Fitch highlighted the delay in the implementation of the $30 billion LNG plant due to regulatory obstacles as a factor that will likely worsen downside risks to Tanzania's otherwise bright economic outlook.

"We have already seen a final investment decision on Tanzania's flagship LNG project pushed back significantly, causing us to revise down our real GDP growth outlook for the country," it said.

"Moreover, rapid policy switches regarding tax and regulation under the Magufuli administration may continue to cause uncertainty for businesses, which would forfeit the foreign financing required for project progress."

Fitch said ongoing delays to the LNG project due to an unfavourable external environment and uncertainties regarding the fiscal regime in Tanzania could drag economic growth backwards.

The ratings agency said real GDP growth in Tanzania is expected to average 6.1 per cent over the next 10 years, despite the government's projections that annual economic growth will top 7 per cent.

Relatively stable political outlook

Fitch said declining investor confidence could also lead to a slowdown in overall GDP growth in the country.

"Additionally, recent sharp shifts toward less investor-friendly policy introduced by the Magufuli administration – part of an effort to narrow the country's fiscal deficits and temper popular discontent – may leave investors skeptical to expanding in the country," it said.

"Forced listings on the stock market for mining and telecoms companies, increasing non-tariff barriers to trade, and a range of new taxes for businesses are likely to erode investor confidence in the country. While ... the impact of these policies may be limited, a continued move in this direction may hinder the government's ability to attract financing for necessary improvements."

It noted that Tanzania's occasion squabbles and disputes with Kenya risked harming trade relations between the two neighbouring East African countries.

"A race between the Kenyan and Tanzanian governments for regional dominance in the East African Community (EAC) has increased competition for projects and led to a trade spat in 2017 in which both governments imposed import bans on the other.

These tensions were highlighted during the run-up to the 2017 Kenyan election when Magufuli and Kenyan opposition leader Raila Odinga were revealed to have a close friendship, while the Tanzanian opposition leader (Edward Lowassa) simultaneously endorsed President Uhuru Kenyatta," said the credit rating agency.

"A ramp-up intensions would hamper the pace of integration in the EAC, potentially affecting trade and infrastructure development."

On the upcoming general election next year, Fitch predicts that the ruling Chama Cha Mapinduzi (CCM) has a 65 per cent chance of winning the polls and thus further extending its rule.

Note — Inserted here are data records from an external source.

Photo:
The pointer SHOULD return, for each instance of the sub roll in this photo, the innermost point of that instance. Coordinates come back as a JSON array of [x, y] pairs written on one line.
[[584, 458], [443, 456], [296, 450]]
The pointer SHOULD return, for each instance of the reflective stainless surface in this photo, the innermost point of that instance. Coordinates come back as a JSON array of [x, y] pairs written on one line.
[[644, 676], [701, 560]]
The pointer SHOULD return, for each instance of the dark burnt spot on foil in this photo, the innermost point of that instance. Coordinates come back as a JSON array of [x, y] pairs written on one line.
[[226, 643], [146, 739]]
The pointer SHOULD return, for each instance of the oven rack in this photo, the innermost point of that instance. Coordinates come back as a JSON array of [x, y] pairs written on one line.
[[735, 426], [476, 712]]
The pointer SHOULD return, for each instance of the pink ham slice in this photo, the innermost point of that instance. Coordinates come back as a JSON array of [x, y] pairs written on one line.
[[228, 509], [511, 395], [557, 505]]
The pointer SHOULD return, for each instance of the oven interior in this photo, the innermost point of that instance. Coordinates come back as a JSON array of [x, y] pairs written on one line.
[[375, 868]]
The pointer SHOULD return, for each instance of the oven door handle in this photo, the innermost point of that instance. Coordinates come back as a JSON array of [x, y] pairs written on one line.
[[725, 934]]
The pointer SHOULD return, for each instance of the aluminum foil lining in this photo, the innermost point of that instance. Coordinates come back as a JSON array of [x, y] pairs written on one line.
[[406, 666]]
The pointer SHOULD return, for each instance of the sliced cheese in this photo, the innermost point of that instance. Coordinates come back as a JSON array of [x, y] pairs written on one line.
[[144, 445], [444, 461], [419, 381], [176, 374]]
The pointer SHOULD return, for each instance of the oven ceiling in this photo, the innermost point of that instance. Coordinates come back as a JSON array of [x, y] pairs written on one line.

"We view it as highly likely that the ruling party will remain in power after the next election, given the widespread popularity of President Magufuli's populist policies. Compared to the previous government led by Jakaya Kikwete, the current government benefits from being perceived as tough on corruption owing to moves such as the removal of 'ghost workers' from the government payroll, and the renegotiation of contracts with large telecoms and mining firms operating in the country," it said.

"Furthermore, while main opposition CHADEMA party has made gains in the last two elections, the opposition is still somewhat fragmented, with a large number of opposition candidates taking up the presidential vote share. Moreover, the CCM will benefit from access to greater resources and a wide support base."

The agency gives CHADEMA and other opposition parties only a 35 per cent likelihood of winning the presidential election in 2020.